Os efeitos gráficos de Avatar (EUA,2009) são quase indiscutíveis, eu sei disto. Mas, nesta postagem, prefiro discutir um pouquinho o seu enredo-clichê a ficar babando a qualidade visual do filme (porque isto eu já fiz).
Foram abordados, na historinha e no que a tange, dois aspectos muito interessantes ao nosso tempo(pós-moderno? Creio que sim):
O primeiro se refere ao título mesmo. Um avatar, a prescindirmos da noção e do significado hinduístas da palavra, pode ser algum prognóstico de maravilha científica, tal qual no longa Substitutos (EUA,2009), em que se use outro corpo no dia-a-dia enquanto o original descança em uma cápsula longe de maiores perigos, como ocorreu em ambos os filmes; ou essa palavra pode designar, metaforicamente no contexto social, os vários "eus" fragmentados que desempenham seus inúmeros papéis sociais em suas relações com o outro e consigo próprio.
O segundo aspecto abarca uma visão holística de mundo, no caso Pandora, em que todos os seres são indissociáveis, formando um todo orgânico. A associação desta perspectiva aos atentados contra a Natureza, beirando a calamidade global, é quase instantânea.

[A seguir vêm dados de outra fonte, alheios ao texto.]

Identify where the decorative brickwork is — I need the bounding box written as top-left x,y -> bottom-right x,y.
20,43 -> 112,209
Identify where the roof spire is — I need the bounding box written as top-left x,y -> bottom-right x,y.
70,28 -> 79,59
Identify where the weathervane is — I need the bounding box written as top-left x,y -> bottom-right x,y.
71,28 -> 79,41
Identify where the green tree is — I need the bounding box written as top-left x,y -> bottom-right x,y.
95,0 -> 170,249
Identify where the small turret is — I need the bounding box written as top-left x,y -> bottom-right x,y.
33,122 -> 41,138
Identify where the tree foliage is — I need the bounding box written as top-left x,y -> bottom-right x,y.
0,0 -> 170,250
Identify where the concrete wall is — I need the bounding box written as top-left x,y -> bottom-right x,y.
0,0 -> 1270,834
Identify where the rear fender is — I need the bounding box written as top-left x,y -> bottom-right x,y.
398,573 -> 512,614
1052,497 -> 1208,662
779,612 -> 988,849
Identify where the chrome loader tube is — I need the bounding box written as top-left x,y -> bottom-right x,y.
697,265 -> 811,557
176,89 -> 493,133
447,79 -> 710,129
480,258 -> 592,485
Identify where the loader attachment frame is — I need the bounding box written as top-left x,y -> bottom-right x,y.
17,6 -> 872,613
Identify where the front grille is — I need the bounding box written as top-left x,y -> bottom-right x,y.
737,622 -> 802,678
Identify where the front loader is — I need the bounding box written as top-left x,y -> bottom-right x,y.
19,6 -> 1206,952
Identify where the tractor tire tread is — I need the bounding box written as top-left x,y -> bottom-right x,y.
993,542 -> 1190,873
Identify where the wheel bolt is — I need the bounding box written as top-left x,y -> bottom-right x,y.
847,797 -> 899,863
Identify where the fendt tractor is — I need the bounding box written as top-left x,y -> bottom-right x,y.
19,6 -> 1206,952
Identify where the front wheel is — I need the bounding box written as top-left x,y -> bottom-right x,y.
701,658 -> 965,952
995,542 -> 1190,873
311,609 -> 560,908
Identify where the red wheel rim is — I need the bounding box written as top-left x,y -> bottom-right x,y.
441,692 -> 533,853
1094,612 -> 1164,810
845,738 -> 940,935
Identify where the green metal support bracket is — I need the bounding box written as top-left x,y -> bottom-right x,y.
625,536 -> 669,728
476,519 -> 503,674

O clichê se dá na construção e no desvelar da história. Um homem destemido, que tem por primeiro idioma o inglês (cansei de escrever estadunidense, americano, norte-americano etc.), luta contra um povo que, em sua visão etnocêntrica, lhe seja inferior em costumes,em tecnologia,em crenças e em tudo mais que forme uma nação. Ao que parece, o faz a fim de lhe tomar suas riquezas, suas terras ou destruir os "malvados não civilizados".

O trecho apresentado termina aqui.